A commonly sought-after goal of financial services organizations is to provide access to data and to extract additional value from data that is generated or acquired across their multiple business units. For example, historical market data, alternative investment data, transaction and business process data, and third-party data sets can be combined to provide for analytics and training machine learning models.
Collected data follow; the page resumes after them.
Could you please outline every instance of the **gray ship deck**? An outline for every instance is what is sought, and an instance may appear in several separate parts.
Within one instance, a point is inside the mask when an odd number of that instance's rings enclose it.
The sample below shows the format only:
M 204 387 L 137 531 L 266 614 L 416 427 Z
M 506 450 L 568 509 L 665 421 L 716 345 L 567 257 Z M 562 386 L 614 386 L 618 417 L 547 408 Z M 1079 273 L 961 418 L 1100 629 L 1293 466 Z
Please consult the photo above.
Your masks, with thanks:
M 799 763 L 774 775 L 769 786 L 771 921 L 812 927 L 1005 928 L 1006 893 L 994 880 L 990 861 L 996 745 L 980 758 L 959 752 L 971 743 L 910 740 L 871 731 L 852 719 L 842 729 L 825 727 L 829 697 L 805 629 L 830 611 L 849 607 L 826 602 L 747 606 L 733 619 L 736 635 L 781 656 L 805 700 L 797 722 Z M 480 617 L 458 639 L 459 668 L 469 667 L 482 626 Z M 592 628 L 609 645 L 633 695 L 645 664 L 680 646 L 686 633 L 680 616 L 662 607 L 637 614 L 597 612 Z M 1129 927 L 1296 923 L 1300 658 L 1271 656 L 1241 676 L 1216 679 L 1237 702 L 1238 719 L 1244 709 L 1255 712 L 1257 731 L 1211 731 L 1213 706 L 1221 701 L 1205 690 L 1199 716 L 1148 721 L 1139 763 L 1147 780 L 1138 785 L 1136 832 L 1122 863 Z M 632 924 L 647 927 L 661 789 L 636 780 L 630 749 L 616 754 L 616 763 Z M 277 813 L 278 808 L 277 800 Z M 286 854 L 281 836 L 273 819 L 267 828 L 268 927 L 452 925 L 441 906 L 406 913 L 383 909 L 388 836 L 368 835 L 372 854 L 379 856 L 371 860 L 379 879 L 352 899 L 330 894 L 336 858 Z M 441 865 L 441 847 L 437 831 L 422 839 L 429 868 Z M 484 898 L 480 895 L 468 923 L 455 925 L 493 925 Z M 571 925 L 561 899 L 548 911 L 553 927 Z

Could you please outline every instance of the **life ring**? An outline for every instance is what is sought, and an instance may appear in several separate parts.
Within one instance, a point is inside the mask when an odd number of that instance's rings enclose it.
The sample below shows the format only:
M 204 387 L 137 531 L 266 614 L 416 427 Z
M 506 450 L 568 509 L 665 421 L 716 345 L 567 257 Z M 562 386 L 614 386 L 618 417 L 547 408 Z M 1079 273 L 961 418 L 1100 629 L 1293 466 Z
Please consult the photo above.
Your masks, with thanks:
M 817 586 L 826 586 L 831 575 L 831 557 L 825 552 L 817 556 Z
The term data mesh refers to any architectural framework that enables access to a diverse set of data across the enterprise through a distributed and decentralized ownership model. A data mesh architecture effectively unites disparate data sources through centrally managed data sharing and governance guidelines. A data mesh can be used to improve data access while providing enhanced security and scalability for an enterprise. The following data mesh reference architecture is built around the following architectural principles:

  • Distributed domain-driven architecture: Data management responsibility that is organized around a set of business functions or domains which are responsible for managing the lifecycle of their datasets.

  • Data as a product: Each domain team manages their datasets as a product, meaning that the data is organized in a way that matches the way users consume the data. Each dataset is trustworthy, describes itself, and is fit for purpose.

  • Federated data governance: Security is implemented as a shared responsibility within the organization; global standards and policies apply across domains, while each domain has its own degree of autonomy on standards and policies within the domain.

  • Common access and self-serve data: Data must be quickly discoverable and consumable by subject matter experts (SMEs).

Reference architecture

Financial data mesh reference architecture diagram

Figure 1. Financial data mesh

Architecture description

  • Producer accounts: Business domains manage the lifecycle of their datasets in their own AWS accounts, including ETL, security, retention, and backup.

  • Catalog account:

    • Business domains provide access to prepared datasets to a centralized catalog and access management account where Lake Formation is used to access business domain datasets.

    • The centralized catalog account manages access to business domain datasets by defining access policies to datasets from consumer accounts through Lake Formation cross-account data sharing.

  • Consumer accounts: Data lake administrators in the consumer accounts use Lake Formation to manage granular access policies within their own account.